I'll never forget what she said to me on that evening when she was put on a ventilator to pump air into her lungs. The rest of us brimmed with optimism. The idea was that the pause in forcing her to breathe on her own would offer her system a chance to defend and rebuild. She, however, knew she wasn't waking up.

The room was dark during the few minutes we would have with her before being put on the machine. Her eyes glowed a faint, jaundiced yellow and her skin was clammy, mildly translucent from not seeing the sun in so long. She had always been a beautiful woman, and now she looked like a beautiful woman saying goodbye to the world. She squinted, even in the dim gloom, as each of us assembled - my parents, her parents, David, her brother and sister, and myself - crouched by her bedside and shared whispered encouragement.

"I believe in you, Steve," was all she decided to say to me. By this point she was on a great deal of morphine for the pain. No doubt neurons were firing in her brain that weren't connected with her intentions. She was high as a kite, and she decided to believe in me, like I was the specter and she the solid observer. Like I was the Easter Bunny, and she the enthusiastic 10 year old.

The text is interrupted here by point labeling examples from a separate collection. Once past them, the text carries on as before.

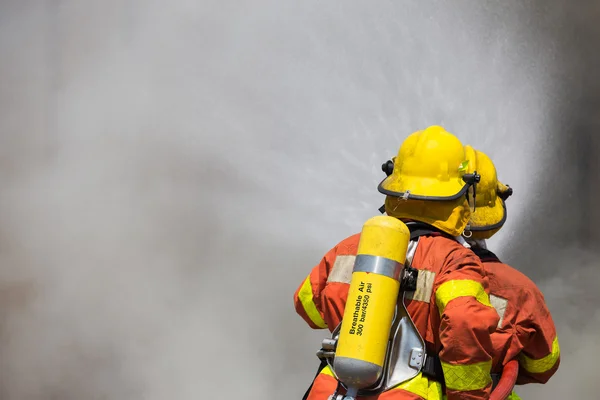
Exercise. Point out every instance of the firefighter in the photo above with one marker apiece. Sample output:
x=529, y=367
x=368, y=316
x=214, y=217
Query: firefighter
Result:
x=525, y=330
x=427, y=188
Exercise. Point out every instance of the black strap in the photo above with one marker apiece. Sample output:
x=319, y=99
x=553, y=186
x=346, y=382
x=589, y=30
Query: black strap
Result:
x=484, y=254
x=321, y=366
x=432, y=369
x=495, y=380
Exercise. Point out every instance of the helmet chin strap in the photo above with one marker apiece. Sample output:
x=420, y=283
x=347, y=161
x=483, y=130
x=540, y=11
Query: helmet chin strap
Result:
x=462, y=241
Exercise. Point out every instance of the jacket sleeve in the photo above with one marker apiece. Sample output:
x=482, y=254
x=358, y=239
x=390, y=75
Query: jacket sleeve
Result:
x=540, y=357
x=467, y=321
x=307, y=298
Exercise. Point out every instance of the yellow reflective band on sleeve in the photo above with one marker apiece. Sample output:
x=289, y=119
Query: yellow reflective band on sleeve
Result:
x=327, y=371
x=423, y=387
x=451, y=290
x=306, y=298
x=543, y=364
x=467, y=377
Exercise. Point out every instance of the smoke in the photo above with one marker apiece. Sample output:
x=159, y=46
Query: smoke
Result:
x=170, y=174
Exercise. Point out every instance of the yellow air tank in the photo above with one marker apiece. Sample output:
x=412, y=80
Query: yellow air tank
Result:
x=372, y=297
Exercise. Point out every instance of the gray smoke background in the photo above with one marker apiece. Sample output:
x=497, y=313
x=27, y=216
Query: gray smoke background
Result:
x=171, y=171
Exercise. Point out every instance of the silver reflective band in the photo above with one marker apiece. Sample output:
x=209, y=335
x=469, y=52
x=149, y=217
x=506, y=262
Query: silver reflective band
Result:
x=377, y=265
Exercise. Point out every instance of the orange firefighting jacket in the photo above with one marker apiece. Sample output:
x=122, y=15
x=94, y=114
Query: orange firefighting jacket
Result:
x=450, y=308
x=526, y=330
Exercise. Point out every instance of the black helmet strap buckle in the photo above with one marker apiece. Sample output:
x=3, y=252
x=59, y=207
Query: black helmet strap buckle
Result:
x=472, y=180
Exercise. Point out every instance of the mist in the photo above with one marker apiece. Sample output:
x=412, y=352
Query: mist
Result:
x=170, y=175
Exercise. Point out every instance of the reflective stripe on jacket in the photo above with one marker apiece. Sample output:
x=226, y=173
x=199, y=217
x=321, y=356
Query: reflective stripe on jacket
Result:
x=526, y=330
x=450, y=308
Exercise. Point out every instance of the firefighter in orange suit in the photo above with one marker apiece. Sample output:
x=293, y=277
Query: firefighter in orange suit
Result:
x=526, y=330
x=427, y=189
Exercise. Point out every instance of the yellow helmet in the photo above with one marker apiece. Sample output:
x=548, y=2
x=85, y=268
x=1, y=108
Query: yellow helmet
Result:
x=430, y=165
x=489, y=213
x=428, y=181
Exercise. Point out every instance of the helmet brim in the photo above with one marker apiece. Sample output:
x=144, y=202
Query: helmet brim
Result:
x=420, y=188
x=488, y=218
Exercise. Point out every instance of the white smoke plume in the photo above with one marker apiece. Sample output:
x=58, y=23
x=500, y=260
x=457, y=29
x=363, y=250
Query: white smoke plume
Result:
x=171, y=172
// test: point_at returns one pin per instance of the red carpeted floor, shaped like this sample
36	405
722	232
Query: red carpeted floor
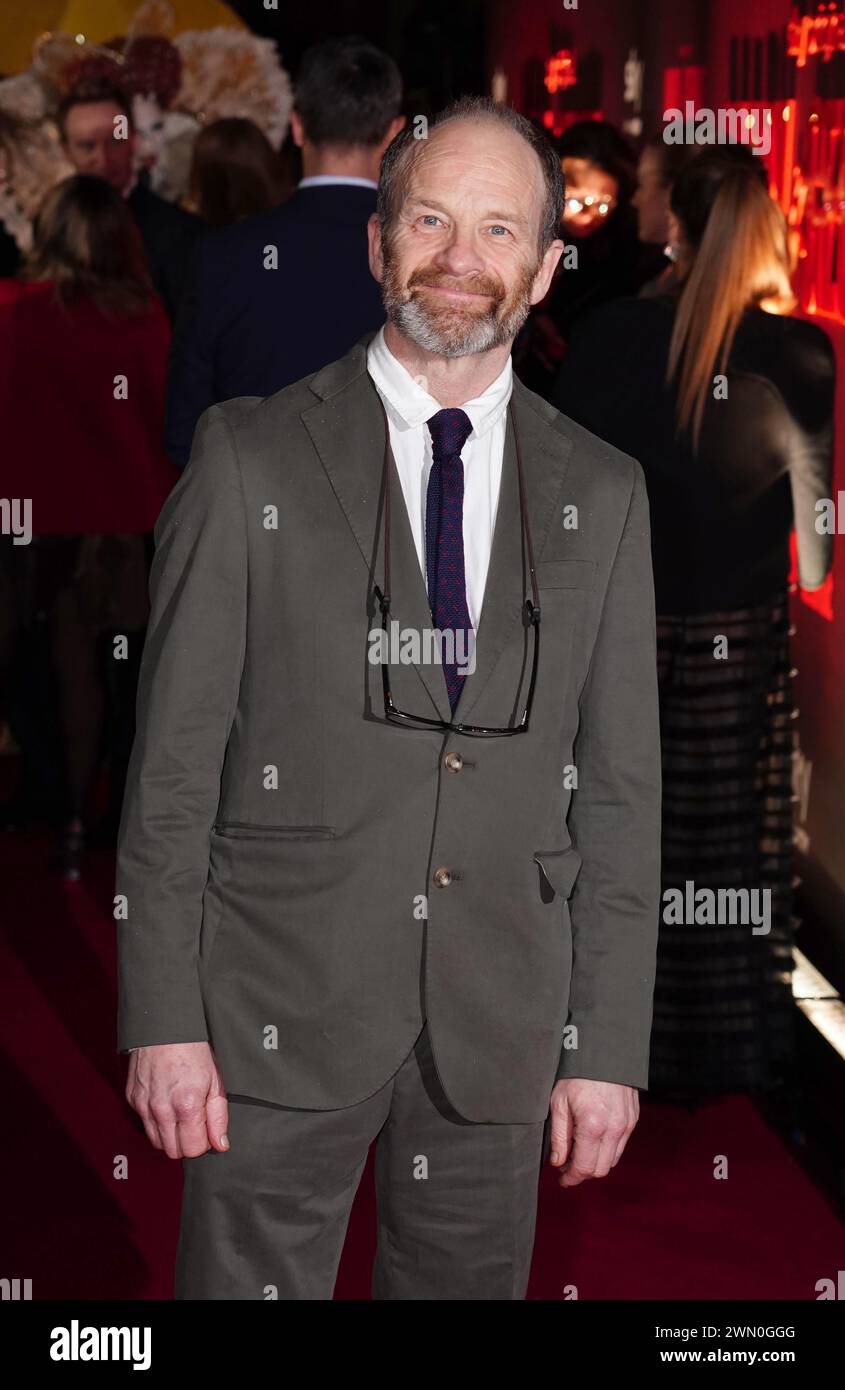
659	1226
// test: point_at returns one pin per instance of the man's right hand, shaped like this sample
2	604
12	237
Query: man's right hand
177	1090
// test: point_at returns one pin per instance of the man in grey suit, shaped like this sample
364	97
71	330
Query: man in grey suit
388	865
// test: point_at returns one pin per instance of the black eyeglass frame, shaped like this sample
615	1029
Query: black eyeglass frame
531	615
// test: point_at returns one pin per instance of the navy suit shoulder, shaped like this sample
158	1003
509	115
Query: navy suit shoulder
271	300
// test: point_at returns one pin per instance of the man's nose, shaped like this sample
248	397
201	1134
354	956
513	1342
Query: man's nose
462	253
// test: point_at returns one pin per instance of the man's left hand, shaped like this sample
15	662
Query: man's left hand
591	1123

It was just past midnight on a cold night in October when David and Sarah's parents decided, with the help of a cadre of experienced doctors, that she wasn't going to wake up again. The rest of us sat in the waiting area - nicely carpeted, clean rooms with soft chairs and boxes of Kleenex on every horizontal surface, many on top of copies of National Geographic and People Weekly. One of the priests from the family church, Fr. Vinsel, was called, and he made a quick trip of the 15 mile journey. He arrived out of breath, with a heaviness on his eyes. As a devout Catholic, the Last Rites were important to Sarah.

Her last words stick with me, and not entirely because they were the last words I would ever hear from her. It was a universal message - it didn't really mean all that much. She could've said, "Succeed in all your ventures," or perhaps, "There is nothing stopping you from all your dreams," and the meaning would be virtually the same. Stamped on a fortune cookie, any of these comments would taste a bit dry. But in the grip of her last conscious moments on Earth, she wanted to say something to me. By that point, it didn't really matter what.